We conducted this cross-sectional study to determine if the QFM assay could be used to help identify overimmunosuppressed kidney transplant recipients at risk for infection. When comparing stable kidney transplant recipients and patients with infection there was no statistical difference between the 2 groups. However, our results showed that kidney transplant recipients presenting with bacterial infections had lower IFN-γ release when compared to stable kidney transplant recipients. IFN-γ release was also numerically lower in patients with bacterial infections, as compared to the patients with viral infections, but this was only borderline significant. However, our multivariate analysis showed that only higher steroid dose was associated with infection risk. Even when excluding viral infections IFN-γ release did not reach statistically significant association with bacterial infections.

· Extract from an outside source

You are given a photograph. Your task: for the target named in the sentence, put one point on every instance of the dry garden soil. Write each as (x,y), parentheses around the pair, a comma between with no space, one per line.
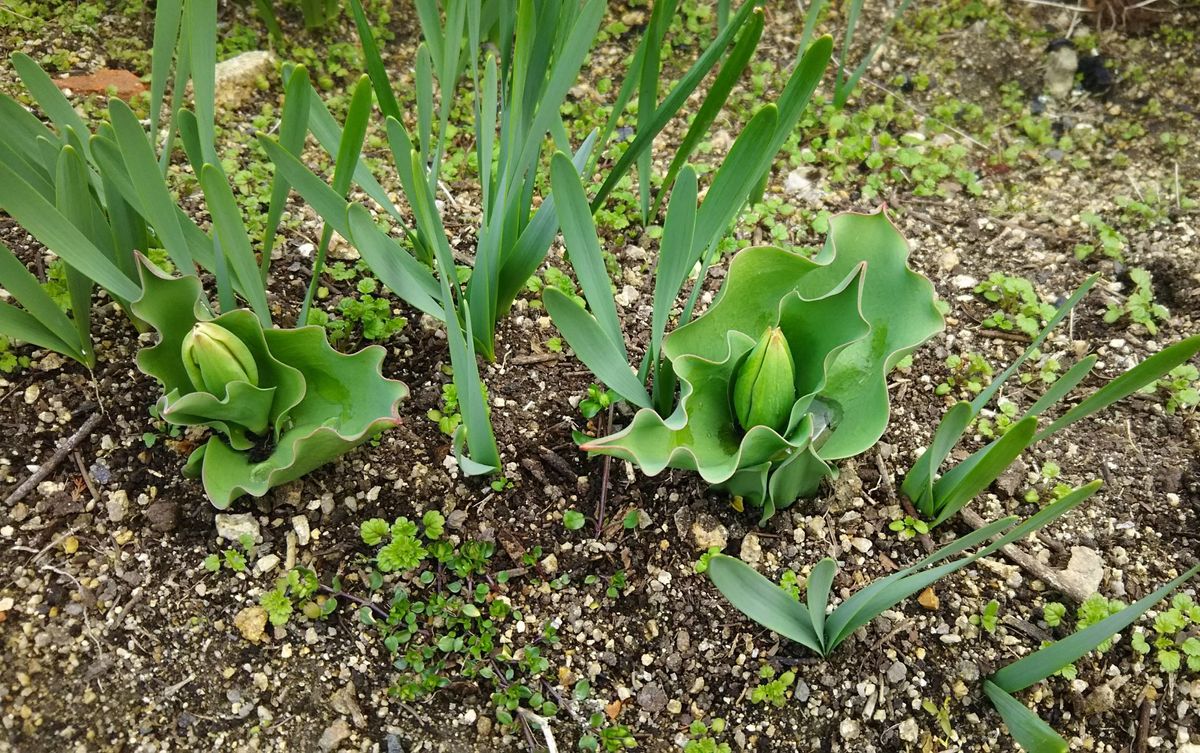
(115,636)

Some recent studies have shown that QFM can detect solid organ transplant recipients at higher risk of infection, although a multivariate analysis was not preformed.^[17] Lower IFN-γ release was strongly associated with infections in liver transplant recipients, which also remained statistically significant in multivariate analysis.^[18] The reason for this discrepancy between our results and previously published ones are unclear, but our study included only kidney transplant recipients, whereas others compared all solid organ transplant recipients or only liver transplant recipients.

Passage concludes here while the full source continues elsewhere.